We also provide a set of trained source prompts. See instructions at the [Trained checkpoints](#trained-checkpoints) section.

```
python run_seq2seq.py configs/baselines/spot.json
```
##### Important config parameters 
- `prompt_embedding_path` (a list of `str`): a list of a prompt embeddings you want to load. 


- `load_prefix_embeddings` (`bool`): set always true for SPoT to initialize your target task prompt with the prompt embedding you passed via `prompt_embedding_path` option. 

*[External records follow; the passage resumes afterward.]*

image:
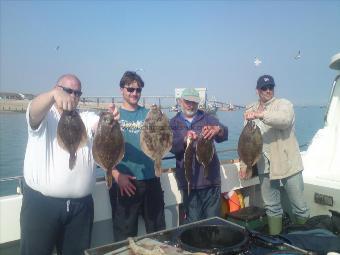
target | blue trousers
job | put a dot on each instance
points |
(293, 185)
(48, 222)
(202, 204)
(147, 201)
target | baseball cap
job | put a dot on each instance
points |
(191, 95)
(265, 80)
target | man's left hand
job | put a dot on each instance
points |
(209, 132)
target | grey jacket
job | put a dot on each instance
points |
(284, 154)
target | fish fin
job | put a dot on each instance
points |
(108, 178)
(72, 160)
(158, 167)
(83, 140)
(246, 173)
(206, 171)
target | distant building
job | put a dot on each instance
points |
(16, 96)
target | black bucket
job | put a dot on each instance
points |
(213, 239)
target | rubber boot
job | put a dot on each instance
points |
(300, 220)
(274, 225)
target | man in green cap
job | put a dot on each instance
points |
(203, 200)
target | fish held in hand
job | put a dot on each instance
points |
(71, 134)
(156, 137)
(204, 152)
(108, 145)
(249, 149)
(188, 159)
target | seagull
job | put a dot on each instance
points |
(139, 70)
(257, 61)
(298, 56)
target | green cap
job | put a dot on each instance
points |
(191, 95)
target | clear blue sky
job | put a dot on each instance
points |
(208, 44)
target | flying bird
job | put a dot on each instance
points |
(257, 61)
(298, 55)
(139, 70)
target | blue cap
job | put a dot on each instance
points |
(191, 95)
(265, 80)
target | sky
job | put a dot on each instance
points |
(172, 44)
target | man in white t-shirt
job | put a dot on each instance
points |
(57, 209)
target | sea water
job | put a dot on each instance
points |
(13, 139)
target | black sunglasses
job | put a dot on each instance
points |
(265, 88)
(77, 93)
(131, 90)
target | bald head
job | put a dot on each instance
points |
(69, 79)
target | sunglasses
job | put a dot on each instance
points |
(131, 90)
(265, 88)
(77, 93)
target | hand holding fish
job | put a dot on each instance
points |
(124, 183)
(209, 132)
(112, 108)
(191, 134)
(64, 100)
(253, 115)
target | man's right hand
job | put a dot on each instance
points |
(190, 134)
(63, 100)
(124, 183)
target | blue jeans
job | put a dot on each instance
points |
(202, 204)
(293, 185)
(148, 201)
(48, 222)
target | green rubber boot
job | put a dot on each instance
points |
(274, 225)
(300, 220)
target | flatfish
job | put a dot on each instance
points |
(108, 145)
(156, 137)
(249, 147)
(188, 159)
(204, 152)
(71, 134)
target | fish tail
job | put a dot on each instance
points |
(108, 178)
(158, 167)
(206, 171)
(72, 160)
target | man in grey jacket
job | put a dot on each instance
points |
(280, 163)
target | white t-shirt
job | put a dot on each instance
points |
(46, 165)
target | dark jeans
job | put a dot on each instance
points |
(202, 204)
(148, 201)
(48, 222)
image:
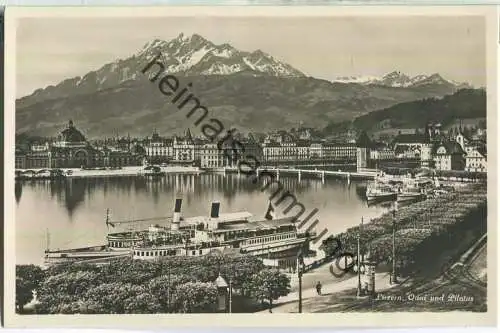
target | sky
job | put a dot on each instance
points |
(50, 50)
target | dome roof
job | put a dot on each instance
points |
(71, 134)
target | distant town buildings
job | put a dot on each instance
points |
(430, 147)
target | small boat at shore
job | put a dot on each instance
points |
(380, 190)
(413, 189)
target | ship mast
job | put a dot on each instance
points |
(47, 240)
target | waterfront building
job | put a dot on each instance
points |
(339, 151)
(211, 156)
(184, 148)
(316, 150)
(20, 158)
(159, 149)
(72, 150)
(271, 150)
(475, 153)
(363, 147)
(302, 149)
(382, 154)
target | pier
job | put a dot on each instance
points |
(322, 174)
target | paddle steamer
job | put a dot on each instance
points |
(276, 241)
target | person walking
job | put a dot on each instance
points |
(318, 288)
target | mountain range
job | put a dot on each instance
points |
(398, 79)
(247, 90)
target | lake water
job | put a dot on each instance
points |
(74, 211)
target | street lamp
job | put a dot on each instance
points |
(225, 289)
(393, 276)
(359, 290)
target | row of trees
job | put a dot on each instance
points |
(170, 285)
(423, 229)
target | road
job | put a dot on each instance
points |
(467, 278)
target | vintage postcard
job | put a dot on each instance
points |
(250, 166)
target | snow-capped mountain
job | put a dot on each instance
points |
(195, 55)
(398, 79)
(183, 55)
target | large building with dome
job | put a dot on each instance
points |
(72, 150)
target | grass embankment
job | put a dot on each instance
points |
(431, 237)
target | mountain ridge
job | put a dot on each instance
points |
(185, 56)
(397, 79)
(248, 90)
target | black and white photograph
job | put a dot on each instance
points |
(238, 162)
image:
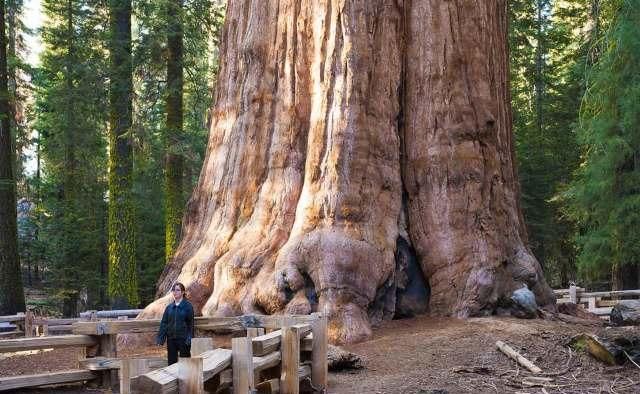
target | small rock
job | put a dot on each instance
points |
(340, 359)
(524, 304)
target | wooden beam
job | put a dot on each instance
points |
(24, 381)
(214, 362)
(116, 327)
(131, 367)
(19, 344)
(269, 387)
(11, 318)
(111, 314)
(265, 344)
(160, 381)
(290, 348)
(190, 375)
(201, 345)
(266, 362)
(319, 365)
(242, 360)
(103, 363)
(201, 323)
(11, 333)
(165, 380)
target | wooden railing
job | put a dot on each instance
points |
(599, 302)
(284, 354)
(29, 325)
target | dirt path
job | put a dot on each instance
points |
(421, 356)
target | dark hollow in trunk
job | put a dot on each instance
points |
(340, 126)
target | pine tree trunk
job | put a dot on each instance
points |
(11, 291)
(123, 286)
(174, 161)
(340, 127)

- `save_prefix_only` (`bool`): set true if you want to save a prompt embedding only to avoid copying and saving the untouched LMs for every time!

### Adapter 
[Adapter (Houlsby et al., 2019)](https://arxiv.org/abs/1902.00751) inserts light-weight layers after transformer layers. 

```
python run_seq2seq.py configs/baselines/adapter.json
```

##### Important config parameters 
- `task_reduction_factor` (`int`): control how much you reduce the number of parameters in Adapters. Bigger number means less parameters to be updated. By default we set `task_reduction_factor` to be 32 as in [Mahabadi et al., (2021)](https://arxiv.org/abs/2106.04647). 

### BitFit
[BitFiT (Zaken et al., 2022)](https://arxiv.org/abs/2106.10199) only updates the bias terms of the original LM for each task. 

```
python run_seq2seq.py configs/baselines/bitfit.json
```

## Trained checkpoints

### Source prompts
To download the trained source prompts for T5-base, please run the command below:
```
wget https://homes.cs.washington.edu/~akari/models/attempt/source_prompts.zip
unzip source_prompts
```
We will add more pretrained source prompts for different sizes (e.g., T5-small, T5-large) shortly.